Please describe the contribution of the paper

This paper proposes a new unlabeled regularization technique named Uncertainty Rectified Pyramid Consistency (URPC) for image segmentation problem. The method is evaluated on nasopharyngeal carcinoma segmentation. The results show competitive performance to other semi-supervised learning methods.
Please list the main strengths of the paper; you should write about a novel formulation, an original way to use data, demonstration of clinical feasibility, a novel application, a particularly strong evaluation, or anything else that is a strong aspect of this work. Please provide details, for instance, if a method is novel, explain what aspect is novel and why this is interesting.
- The pyramid consistency idea is new, and seems to provide efficient regularization effect from unlabeled data compared to the baseline network.
- The paper is well written. The details of the method and results are clearly presented.
Please list the main weaknesses of the paper. Please provide details, for instance, if you think a method is not novel, explain why and provide a reference to prior work.
- Although the pyramid consistency idea is new, I do not find the motivation convincing. Basically, the consistency is a bias introduced by authors, which forces multi-scale predictions to be consistent. This bias may provide regularization effect but it’s arbitrary. For example, can I force the multi-scale predictions to be inconsistent rather than consistent? This also introduces a bias and may provide similar regularization. We do not know which bias is better until we test it since this bias is not based on causal observation or deduction. For example, the transformation consistency (like [2,11]) is based on the observation that images with different transformations should preserve similar anatomical information, while for now I do not see a similar observation in this work (perhaps similar to the motivation of deeply supervision). In my opinion, the arbitrary motivation of the pyramid consistency limits its novelty.
- In the ablation study, the hyperparameter tuning also looks quite arbitrary. I do not think S=4 works for other cases (like larger or smaller networks, different applications). There looks no guide for tuning but only with trial and error. Since this paper is focused on methodological contribution, the vague tuning strategy hinder the generalization ability of the proposed method.
- The motivation of uncertainty rectification and uncertainty minimization are vague.

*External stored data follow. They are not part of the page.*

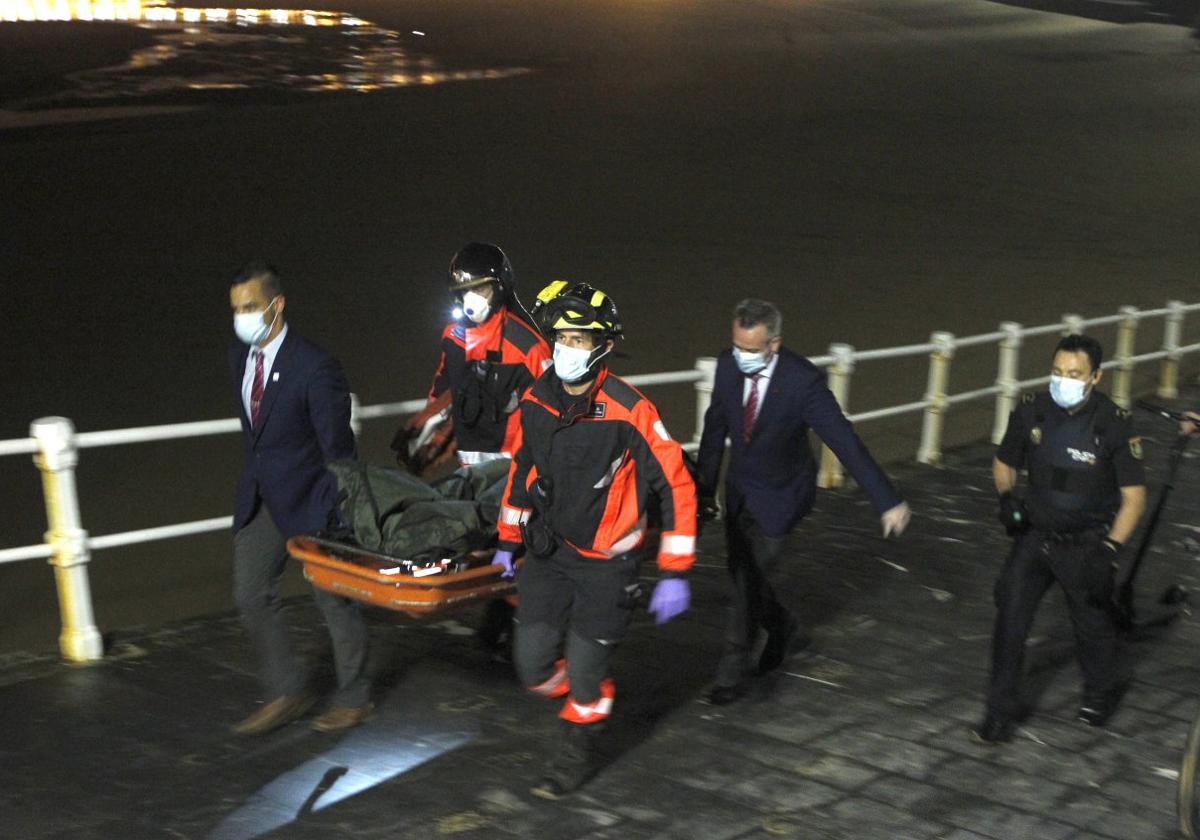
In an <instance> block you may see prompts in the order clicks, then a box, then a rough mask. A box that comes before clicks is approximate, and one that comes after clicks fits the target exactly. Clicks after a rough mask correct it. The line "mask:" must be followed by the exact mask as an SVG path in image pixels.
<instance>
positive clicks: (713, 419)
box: [698, 347, 901, 536]
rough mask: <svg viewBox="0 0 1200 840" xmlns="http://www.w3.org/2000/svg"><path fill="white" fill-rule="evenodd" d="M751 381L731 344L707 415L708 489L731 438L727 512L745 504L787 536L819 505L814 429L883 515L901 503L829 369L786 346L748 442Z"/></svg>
mask: <svg viewBox="0 0 1200 840" xmlns="http://www.w3.org/2000/svg"><path fill="white" fill-rule="evenodd" d="M744 383H745V377H744V376H743V374H742V372H740V371H739V370H738V366H737V364H736V362H734V361H733V354H732V352H730V350H725V352H724V353H722V354H721V355H720V356H719V358H718V360H716V378H715V382H714V383H713V401H712V404H710V406H709V407H708V412H707V413H706V414H704V432H703V434H702V436H701V439H700V458H698V473H700V484H701V487H702V491H703V492H713V491H714V490H715V487H716V479H718V474H719V473H720V469H721V457H722V455H724V454H725V439H726V437H728V438H730V439H731V442H732V444H731V454H730V469H728V473H727V474H726V478H725V490H726V508H727V511H726V514H727V516H730V517H732V516H736V515H737V514H738V511H739V510H740V509H742V506H743V505H745V506H746V508H749V510H750V512H751V515H754V517H755V521H756V522H757V523H758V524H760V526H761V527H762V529H763V533H764V534H767V535H769V536H780V535H782V534H786V533H787V532H788V530H791V529H792V527H793V526H794V524H796V523H797V522H798V521H799V520H800V517H803V516H804V515H805V514H808V512H809V511H810V510H811V509H812V499H814V497H815V496H816V474H817V463H816V460H815V458H814V457H812V450H811V449H810V448H809V439H808V431H809V428H811V430H812V431H815V432H816V433H817V434H818V436H820V437H821V439H822V440H824V442H826V443H827V444H828V445H829V448H830V449H832V450H833V451H834V452H835V454H836V455H838V457H839V458H840V460H841V462H842V464H844V466H845V467H846V469H847V470H848V472H850V474H851V475H853V476H854V480H856V481H858V484H859V485H860V486H862V487H863V490H865V491H866V494H868V496H869V497H870V499H871V503H872V504H874V505H875V509H876V510H877V511H878V512H880V514H883V512H884V511H887V510H889V509H892V508H894V506H895V505H898V504H900V502H901V498H900V496H899V493H896V491H895V488H894V487H893V486H892V482H890V481H888V476H887V475H886V474H884V473H883V470H882V469H880V466H878V464H877V463H875V460H874V458H872V457H871V454H870V452H868V451H866V446H864V445H863V442H862V440H860V439H859V438H858V434H857V433H856V432H854V427H853V426H852V425H851V424H850V421H848V420H846V415H845V414H842V413H841V407H840V406H838V401H836V400H835V398H834V396H833V394H832V392H830V391H829V389H828V386H827V385H826V376H824V372H823V371H821V370H820V368H818V367H816V366H815V365H812V362H810V361H809V360H808V359H805V358H804V356H802V355H799V354H797V353H792V352H791V350H788V349H787V348H786V347H785V348H780V352H779V362H778V364H776V365H775V372H774V373H773V374H772V378H770V380H769V383H768V385H767V394H766V397H764V398H763V402H762V406H761V408H760V409H758V419H757V421H756V422H755V426H754V434H752V436H751V437H750V442H749V443H743V442H742V392H743V386H744Z"/></svg>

I do not find the difference between them, since they all encourage the multi-scale predictions p_s to be closer to the average prediction p_c but in different loss functions. In the results (Table 1), the uncertainty minimization does not seem to provide additional value to uncertainty rectification.
- Compared to previous method (DAN), the improvements are very limited (Table 2). This also raises questions whether the introduced bias makes sense in this network and application.
Please rate the clarity and organization of this paper

Good
Please comment on the reproducibility of the paper. Note, that authors have filled out a reproducibility checklist upon submission. Please be aware that authors are not required to meet all criteria on the checklist - for instance, providing code and data is a plus, but not a requirement for acceptance

The details about the algorithm and dataset are well presented in the paper. The authors also promise to provide source codes, which ensures good reproducibility.
Please provide detailed and constructive comments for the authors. Please also refer to our Reviewer’s guide on what makes a good review: https://miccai2021.org/en/REVIEWER-GUIDELINES.html

This paper proposed a new idea in semi-supervised learning. However, in my opinion, there lacks a insightful thinking about the method, e.g., what observation leads the authors to choose this bias but not others? Do similar biases (consistency or inconsistency) provide similar regularization effects? How could the proposed method and tuning strategy generalize to other networks/datasets? As a reader, I would be more eager to see such discussions.
Please state your overall opinion of the paper

borderline reject (5)
Please justify your recommendation. What were the major factors that led you to your overall score for this paper?

The proposed semi-supervised method is new but is quite arbitrary in motivation and tuning strategy. The paper needs to elaborate on these parts. In my view, there is still much room for improvement and could be a potential nice work. Therefore I give a borderline reject decision.
What is the ranking of this paper in your review stack?

3
Number of papers in your stack

4
Reviewer confidence

Confident but not absolutely certain

Review #2

Please describe the contribution of the paper

This paper proposes a multi-scale consistency loss for semi-supervised learning. By estimating uncertainty, the consistency loss is further re-calibrated to reduce the noise, i.e. voxels on the edge are more likely to produce noises, thereby should make less influence to the semi-supervised learning process.
Please list the main strengths of the paper; you should write about a novel formulation, an original way to use data, demonstration of clinical feasibility, a novel application, a particularly strong evaluation, or anything else that is a strong aspect of this work. Please provide details, for instance, if a method is novel, explain what aspect is novel and why this is interesting.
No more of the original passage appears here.